In a word where any medium sized company could just get a /20 network and any enterprise could get a /8 I would agree, but with IPv4 we live in a world where the vast majority of companies don't have anything but 10/8 (and a couple of IPs for public facing stuff).

The only real options besides 10/8 are to have been big at the advent of the internet (like IBM or Apple) or misappropriate one of those IP blocks in the hope it never becomes publicly routable.


What this has to do with anything? I'm saying that giving whole /8 (or I should say class A) to a company is wasteful. And you can only do it no more than a bit over 200 times. You are on the other hand saying that the hardware at the time wouldn't be able to handle all the companies. Why not allocate C blocks, or at very least B blocks? Or are you saying that they doubted hardware of the future would be capable of handling it?

Because of such wasteful allocation we got this "wonderful" thing called NAT which basically killed most of innovation in area of networking and IPv6 which is taking over 20 years to adapt, because most ISPs hold to IPv4 as long as they can because making this switch requires some work.


They might have to interact with a lot of devices that only support IPv4, and will never upgrade. These include a lot of industrial PLCs and various embedded devices.

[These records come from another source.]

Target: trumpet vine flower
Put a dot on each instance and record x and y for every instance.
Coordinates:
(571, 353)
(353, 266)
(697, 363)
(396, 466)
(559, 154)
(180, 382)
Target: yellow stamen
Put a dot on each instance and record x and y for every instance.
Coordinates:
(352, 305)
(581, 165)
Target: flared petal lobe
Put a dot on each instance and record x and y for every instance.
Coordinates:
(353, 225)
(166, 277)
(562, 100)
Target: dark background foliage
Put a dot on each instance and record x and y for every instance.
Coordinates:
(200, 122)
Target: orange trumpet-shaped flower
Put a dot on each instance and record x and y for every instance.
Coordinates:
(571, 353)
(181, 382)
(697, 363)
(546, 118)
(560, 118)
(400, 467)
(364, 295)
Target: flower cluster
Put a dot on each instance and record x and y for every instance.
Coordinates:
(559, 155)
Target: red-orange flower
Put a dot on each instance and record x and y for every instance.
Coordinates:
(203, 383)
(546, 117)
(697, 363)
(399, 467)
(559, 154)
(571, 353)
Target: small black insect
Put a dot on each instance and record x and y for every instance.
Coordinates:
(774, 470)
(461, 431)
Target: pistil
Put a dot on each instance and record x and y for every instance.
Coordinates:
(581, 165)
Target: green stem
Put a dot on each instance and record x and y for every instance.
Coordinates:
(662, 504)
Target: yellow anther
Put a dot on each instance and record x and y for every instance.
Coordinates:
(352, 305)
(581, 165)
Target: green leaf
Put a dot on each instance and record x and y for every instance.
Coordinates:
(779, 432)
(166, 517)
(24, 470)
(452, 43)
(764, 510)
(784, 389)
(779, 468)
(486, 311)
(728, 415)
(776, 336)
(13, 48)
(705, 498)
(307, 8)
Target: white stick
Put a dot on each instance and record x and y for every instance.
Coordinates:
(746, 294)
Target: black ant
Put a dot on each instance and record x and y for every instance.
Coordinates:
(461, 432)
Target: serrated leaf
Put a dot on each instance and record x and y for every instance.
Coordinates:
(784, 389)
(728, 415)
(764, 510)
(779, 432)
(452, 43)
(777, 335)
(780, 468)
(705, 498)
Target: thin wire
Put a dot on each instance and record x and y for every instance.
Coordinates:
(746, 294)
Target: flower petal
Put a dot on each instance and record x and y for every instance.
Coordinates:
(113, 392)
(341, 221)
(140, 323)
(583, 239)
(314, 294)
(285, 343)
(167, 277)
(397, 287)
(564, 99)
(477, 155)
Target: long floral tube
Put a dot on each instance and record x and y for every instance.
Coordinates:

10.0.0.0/8 might seem like a lot of addresses, but certain large companies have enough fans and chillers and miscellaneous things that can fill that space, and it takes a lot of effort to reorganize their network to better allocate those addresses.


At work (a larger enterprise in Europe) we already see quite a bit of pain with IPv4. B2B connections are increasingly not using globally unique addressing anymore, so we often need to use prefix NAT and application level proxies to bridge clashing address space. This in turn is a support nightmare and is hurting reliability.

Our network guys seems to love the extra complexity, though.


What would a good solution to that even look like? Giving every mid-sized company it's own PI block would massively bloat the routing table so that's not going to happen. The solution space that's left basically comes down to some form of NAT/NPT or multi-home support at the endpoints. The IETF's preferred solution is the latter which seems reasonable to me.

A lot of the need for this design is for backwards compatibility with existing corporate network designs that will likely be on IPv4 for perhaps another decade or two longer. Most corporate networks despise changes and seek to gain stability of their environment through minimizing changes.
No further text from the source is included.